This post was updated on January 16, 2015 to correct a few errors and update the SALib module structure, and again in 2017.
The Sensitivity Analysis Library (SALib) is an open-source Python library for common sensitivity analysis routines, including the Sobol, Morris, and FAST methods. In 2017 it was published in the Journal of Open Source Software:
This post describes how to use the command-line interface of the library to run the Method of Morris (also known as the Elementary Effects Method). The Github page gives an example of the Python interface. The default use case for SALib is to perform decoupled sensitivity analysis, i.e. the sampling and analysis steps are performed separately, and the model evaluations that occur in between are left to the user.
Step 0: Get the library
The easiest approach is to pip install SALib
, which will pull the latest version from the Python package index. Or, you can download at the above link as a zip/tar file and run python setup.py install
. If you’re interested in contributing, you can clone the git repository:
git clone https://github.com/SALib/SALib .

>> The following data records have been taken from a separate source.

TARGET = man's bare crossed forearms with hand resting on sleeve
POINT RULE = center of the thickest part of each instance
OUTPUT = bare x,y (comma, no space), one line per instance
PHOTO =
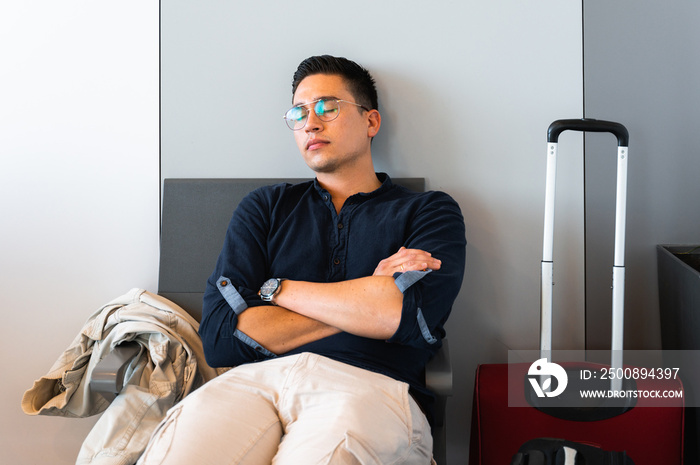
306,312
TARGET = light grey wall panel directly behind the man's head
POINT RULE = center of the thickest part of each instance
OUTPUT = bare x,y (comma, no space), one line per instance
467,90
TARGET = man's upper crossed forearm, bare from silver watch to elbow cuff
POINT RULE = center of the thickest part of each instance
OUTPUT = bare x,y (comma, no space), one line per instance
368,307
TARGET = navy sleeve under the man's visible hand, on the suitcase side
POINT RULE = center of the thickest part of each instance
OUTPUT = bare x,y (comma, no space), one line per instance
428,296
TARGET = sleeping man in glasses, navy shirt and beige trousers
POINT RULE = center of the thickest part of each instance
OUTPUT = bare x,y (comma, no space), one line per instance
338,288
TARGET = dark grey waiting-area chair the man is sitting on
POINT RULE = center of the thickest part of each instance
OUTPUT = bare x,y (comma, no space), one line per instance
195,217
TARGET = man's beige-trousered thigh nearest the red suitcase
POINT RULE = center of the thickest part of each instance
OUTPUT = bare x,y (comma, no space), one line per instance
334,413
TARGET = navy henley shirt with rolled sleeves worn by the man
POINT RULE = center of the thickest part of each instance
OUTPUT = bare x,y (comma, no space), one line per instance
293,231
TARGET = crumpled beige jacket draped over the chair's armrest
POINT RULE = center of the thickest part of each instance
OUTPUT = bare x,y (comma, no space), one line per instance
169,366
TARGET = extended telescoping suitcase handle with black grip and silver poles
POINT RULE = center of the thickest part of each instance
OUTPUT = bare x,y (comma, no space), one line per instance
547,278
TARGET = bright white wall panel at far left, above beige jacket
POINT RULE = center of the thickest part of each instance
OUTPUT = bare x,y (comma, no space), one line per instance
79,170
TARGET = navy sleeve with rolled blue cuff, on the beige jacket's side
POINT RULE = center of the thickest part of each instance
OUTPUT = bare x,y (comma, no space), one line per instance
232,287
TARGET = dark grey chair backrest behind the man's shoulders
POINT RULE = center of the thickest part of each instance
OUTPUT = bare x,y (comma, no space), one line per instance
196,213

Step 1: Choose sampling bounds for your parameters
Create a simple text file with the form [parameter] [lower bound] [upper bound]. For example, such a file for the “Sobol G” test function might look like this:
x1 0.0 1.0 x2 0.0 1.0 x3 0.0 1.0 x4 0.0 1.0 x5 0.0 1.0 x6 0.0 1.0 x7 0.0 1.0 x8 0.0 1.0
The bounds are used to sample parameter values. The variable names will only appear in the printed output, and they will not affect the method itself. Let’s call this file params.txt.
Step 2: Generate parameter sets
Put your params.txt file in the same directory as the SALib folder. Move to this directory and type the following command:
python -m SALib.sample.morris -n 1000 -p params.txt -o my_samples_file.txt
The -n flag specifies the number of trajectories to generate. The -p flag specifies the parameter bounds file that you created in the first step. Finally, the -o flag tells the program where to output the matrix of parameter samples. A total of N(p+1) samples will be generated; in this case, N = 1000 and p = 8, leading to a total of 9000 model evaluations.
The sampling command also has two options that aren’t required, --num-levels and --grid-jump. By default, these are set to 4 and 2, respectively.
Step 3: Run the parameter sets through your model
The parameter sets are now saved in my_samples_file.txt. Run these parameter sets through your model, and save the output(s) to a text file. The output file should contain one row of output values for each model run. This process is performed outside of SALib, so the details will be language-specific. Be careful to read in your parameter sets in the same order they were sampled.
Step 4: Calculate Morris Indices
You now have the output values for all of your model runs saved to a file. For the sake of example, let’s call that file SGOutput.txt (the output from the Sobol G function). We need to send this information back to SALib to compute the sensitivity indices, using following command:
python -m SALib.analyze.morris -p params.txt -X my_samples_file.txt -Y SGOutput.txt -c 0
The options here are: the parameter file (-p), the file containing calculated outputs (-Y), and the column of the objective values file to read (-c). The columns are assumed to be zero-indexed; if you have calculated multiple objective values, you would continue on to -m 1, etc., repeating the same command as above. By default, this will print sensitivity indices to the command line. You may want to print them to a file using the “>” operator.
Step 5: Interpret your results
Say that you saved the indices from the above command into the file morrisIndices.txt. If you open this file in a text editor, it will look something like this:
Parameter Mu Sigma Mu_Star x1 0.040674 2.573977 2.077549 x2 -0.113902 1.514879 1.109394 x3 -0.025667 0.620538 0.454424 x4 -0.001532 0.324167 0.229770 x5 -0.001736 0.032333 0.023077 x6 -0.000858 0.032265 0.022693 x7 -0.000976 0.032779 0.022949 x8 -0.000224 0.034278 0.024575
The parameter names will match the ones you specified in params.txt. The mean and variance of each parameter’s elementary effects are given by mu and sigma, respectively. Mu_star is the mean of the absolute values of the elementary effects, following Campolongo et al. (2007). This Mu_star value is the best approximation of “total” sensitivity provided by the Morris method. Note that these indices do not have a direct interpretation as an “attribution of variance”, like we saw in the example results from the Sobol method. Instead, they should be used to understand the ranking of the most sensitive parameters, and to provide an approximate quantification of sensitivity.
For a full description of available methods and options, please consult the readme in the Github repository or on the SALib website. Github users can also post issues or submit pull requests. Thanks for reading!